The European Union's General Data Protection Regulation ("GDPR") is arguably the most comprehensive - and complex - data privacy regulation in the world. Although the GDPR went into force on May 25, 2018, there continues to be a great deal of confusion regarding the requirements of the GDPR.
To help address that confusion, Bryan Cave Leighton Paisner has published a multi-part series that discusses the questions most frequently asked by clients concerning the GDPR.
Question: If a US company that is not subject to the GDPR acquires a European company that is subject to the GDPR, does the acquisition "infect" the data of the US company?
Answer: Not necessarily.
The GDPR applies to companies that process data “in the context of the activities of an establishment . . . in the Union.”
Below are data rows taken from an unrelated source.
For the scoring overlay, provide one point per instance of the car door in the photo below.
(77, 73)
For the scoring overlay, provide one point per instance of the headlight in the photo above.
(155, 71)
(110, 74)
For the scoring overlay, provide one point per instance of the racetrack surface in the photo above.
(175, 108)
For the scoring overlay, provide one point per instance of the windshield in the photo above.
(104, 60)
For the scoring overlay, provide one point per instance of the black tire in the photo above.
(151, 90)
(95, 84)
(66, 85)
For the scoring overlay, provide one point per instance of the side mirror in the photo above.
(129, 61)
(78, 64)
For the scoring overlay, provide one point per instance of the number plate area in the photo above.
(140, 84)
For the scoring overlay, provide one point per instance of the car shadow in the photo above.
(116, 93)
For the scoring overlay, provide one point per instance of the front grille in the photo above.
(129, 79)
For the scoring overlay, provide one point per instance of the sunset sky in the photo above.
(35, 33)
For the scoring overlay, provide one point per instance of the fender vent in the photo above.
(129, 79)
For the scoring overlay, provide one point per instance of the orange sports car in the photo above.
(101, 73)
With regard to data that was processed by the United States parent prior to closing, there is a strong argument that such data should not be subject to the GDPR (unless of course it was subject to the GDPR independently before the transaction occurred) unless the transaction changes how the United States parent processes the data in a way that would bring the data within the scope of the GDPR. Put differently, the fact that the United States parent now owns a European company should not, in of itself, make the application of the GDPR more likely; there would need to be a change in the behavior and processing of the United States parent in addition to the acquisition. As the European Court of Justice has summarized the law that applies to data is “[not] where the controller is established,” but “where an establishment of the controller is involved in activities implying the processing personal data.”
As a result, if post-transaction the subsidiary is operated independently of the parent and there is no transfer of personal data or cross-marketing between the two operations, the GDPR would more than likely not apply to the activites of the parent. If, however, post-transaction the United States parent uses the European subsidiary to process personal data directly, or the European subsidiary contributes in some way to the context of why the United States parent is processing data, an argument may exist that such data has begun to be processed within the “context of” the activities of the European subsidiary and, as a result, falls within the GDPR.
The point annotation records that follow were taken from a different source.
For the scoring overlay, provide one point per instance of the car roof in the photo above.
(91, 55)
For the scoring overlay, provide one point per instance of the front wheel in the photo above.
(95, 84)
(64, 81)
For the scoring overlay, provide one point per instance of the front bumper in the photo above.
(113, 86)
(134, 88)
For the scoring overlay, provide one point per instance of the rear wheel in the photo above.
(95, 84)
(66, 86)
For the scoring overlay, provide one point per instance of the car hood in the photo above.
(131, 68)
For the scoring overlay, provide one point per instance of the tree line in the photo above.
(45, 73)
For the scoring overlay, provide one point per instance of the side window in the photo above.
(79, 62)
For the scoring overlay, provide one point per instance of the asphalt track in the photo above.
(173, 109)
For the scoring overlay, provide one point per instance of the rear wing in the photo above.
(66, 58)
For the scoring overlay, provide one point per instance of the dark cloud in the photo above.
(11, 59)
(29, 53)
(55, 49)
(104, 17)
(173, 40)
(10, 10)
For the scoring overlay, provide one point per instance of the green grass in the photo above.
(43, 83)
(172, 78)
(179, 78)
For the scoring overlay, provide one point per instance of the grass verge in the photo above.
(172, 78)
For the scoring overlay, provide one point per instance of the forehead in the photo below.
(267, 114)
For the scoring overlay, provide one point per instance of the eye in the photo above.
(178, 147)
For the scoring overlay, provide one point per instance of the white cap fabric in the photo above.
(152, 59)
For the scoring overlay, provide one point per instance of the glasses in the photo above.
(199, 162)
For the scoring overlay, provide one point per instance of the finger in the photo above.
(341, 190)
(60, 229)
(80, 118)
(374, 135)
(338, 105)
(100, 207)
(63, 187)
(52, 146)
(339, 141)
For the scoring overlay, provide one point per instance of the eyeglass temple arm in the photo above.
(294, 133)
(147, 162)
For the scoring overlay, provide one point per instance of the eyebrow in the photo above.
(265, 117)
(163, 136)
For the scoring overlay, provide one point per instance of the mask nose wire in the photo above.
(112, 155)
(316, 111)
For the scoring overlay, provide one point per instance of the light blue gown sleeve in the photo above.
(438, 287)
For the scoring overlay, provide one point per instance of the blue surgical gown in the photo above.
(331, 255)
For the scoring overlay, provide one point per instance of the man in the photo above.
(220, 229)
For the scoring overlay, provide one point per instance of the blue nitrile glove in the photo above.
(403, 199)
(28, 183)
The following are a few examples of situations where, post-closing, a United States parent’s data would be more likely to be considered within the scope of the GDPR:
- Post-closing the European subsidiary becomes a service provider / processor of the United States parent.
- Post-closing the United States parent centralizes global human resource functions in the European subsidiary (i.e., US employee data is sent to Europe for Human Resource management).
- Post-closing the United States parent centralizes some other common internal function that involves personal data within the European subsidiary. For example, the company centralizes global marketing efforts in Europe such that marketing communications are designed, and sent, from the European subsidiary.
- Post-closing the European subsidiary markets the products or services of the United States parent to European clients.
- Post-closing the European subsidiary promotes, or sells, a product that was created or offered by the United States parent.